Le choix de perdre délibérément un peu d'argent est ainsi préféré à celui de prendre un risque, même minime. N'est-ce pas une nouvelle illustration du paradoxe de Saint-Pétersbourg, élaboré par Daniel Bernoulli (1), analysant le comportement humain face aux événements d'une variable aléatoire ? Maintes fois vérifiée, cette théorie énoncée dans l'univers du jeu (2) est considérée par le secteur de la finance comme fondatrice de l'aversion au risque. S'il était né 250 ans plus tard, le savant suisse nous aurait sans doute donné une lecture tout à fait personnelle des « questionnaires MIF » proposés depuis quelque temps aux conseillers en gestion de patrimoine pour mesurer l'appétence aux risques de leurs clients. Des professionnels de la gestion du patrimoine qui ne manquent pas d'être critiques, à tel point que l'AMF a confié à deux chercheurs le soin de publier une « évaluation des questionnaires MIF en France » (3). Après huit mois de travail, ce rapport est disponible sur le site de l'AMF, et sa lecture apporte, entre autres enseignements, une nouvelle dimension : l'aversion aux pertes. Ne serait-il pas mieux d'évaluer directement avec les investisseurs la part de leurs placements qu'ils accepteraient de perdre purement et simplement ? D'autant que depuis que le CAC 40 a cédé la moitié de sa valeur en cinq ans, ils savent désormais de quoi ils parlent ! Ainsi, l'aversion au risque et la crainte de perdre son capital devraient être deux atouts en faveur de placements plus sûrs, telle l'assurance vie.

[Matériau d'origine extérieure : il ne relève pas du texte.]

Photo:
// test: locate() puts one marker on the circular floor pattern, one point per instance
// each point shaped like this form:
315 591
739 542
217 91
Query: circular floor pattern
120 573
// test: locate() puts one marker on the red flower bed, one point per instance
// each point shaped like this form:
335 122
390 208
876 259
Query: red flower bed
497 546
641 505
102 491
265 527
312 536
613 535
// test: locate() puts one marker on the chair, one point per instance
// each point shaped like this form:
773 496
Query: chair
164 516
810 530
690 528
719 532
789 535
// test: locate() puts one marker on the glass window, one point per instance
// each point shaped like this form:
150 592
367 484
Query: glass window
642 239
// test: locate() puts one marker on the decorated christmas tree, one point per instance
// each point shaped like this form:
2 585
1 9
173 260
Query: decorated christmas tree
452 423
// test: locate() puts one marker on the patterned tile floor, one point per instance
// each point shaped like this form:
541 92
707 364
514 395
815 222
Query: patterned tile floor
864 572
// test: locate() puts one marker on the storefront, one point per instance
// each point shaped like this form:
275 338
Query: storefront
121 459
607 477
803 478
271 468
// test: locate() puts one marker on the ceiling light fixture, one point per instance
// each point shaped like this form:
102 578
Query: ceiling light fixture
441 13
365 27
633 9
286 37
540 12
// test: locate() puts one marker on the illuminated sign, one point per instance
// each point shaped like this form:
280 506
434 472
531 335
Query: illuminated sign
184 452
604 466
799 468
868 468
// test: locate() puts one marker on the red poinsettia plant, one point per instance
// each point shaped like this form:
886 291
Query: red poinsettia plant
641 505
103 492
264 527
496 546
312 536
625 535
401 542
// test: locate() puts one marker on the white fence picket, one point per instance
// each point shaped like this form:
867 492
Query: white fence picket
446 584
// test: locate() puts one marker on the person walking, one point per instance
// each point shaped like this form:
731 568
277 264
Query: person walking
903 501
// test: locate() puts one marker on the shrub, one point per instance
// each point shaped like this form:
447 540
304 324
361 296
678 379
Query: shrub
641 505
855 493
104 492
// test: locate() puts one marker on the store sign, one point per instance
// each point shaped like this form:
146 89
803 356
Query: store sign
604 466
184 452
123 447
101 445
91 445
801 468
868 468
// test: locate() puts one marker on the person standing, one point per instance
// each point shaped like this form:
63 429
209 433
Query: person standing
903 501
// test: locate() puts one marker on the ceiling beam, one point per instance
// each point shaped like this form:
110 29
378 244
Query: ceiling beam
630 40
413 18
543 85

Et l'angoisse de l'investissement « peau de chagrin » ne touche pas uniquement les épargnants les plus modestes, puisqu'une récente étude réalisée pour Skandia montre qu'en France, même les millionnaires ont peur de prendre des risques (68%) et vivent leur richesse comme des « épargnants » plutôt que comme des « dépensiers » (68%). Une prudence récompensée, puisque 57% des millionnaires ont vu leur trésor augmenter depuis le début de la crise !

1. Médecin, physicien et mathématicien suisse (1700-1782).

2. « Théorie sur la mesure du risque », 1738.

3. André de Palma, professeur ENS Cachan et Polytechnique ; et Nathalie Picard, maître de conférence à l'université de Cergy-Pontoise et Polytechnique.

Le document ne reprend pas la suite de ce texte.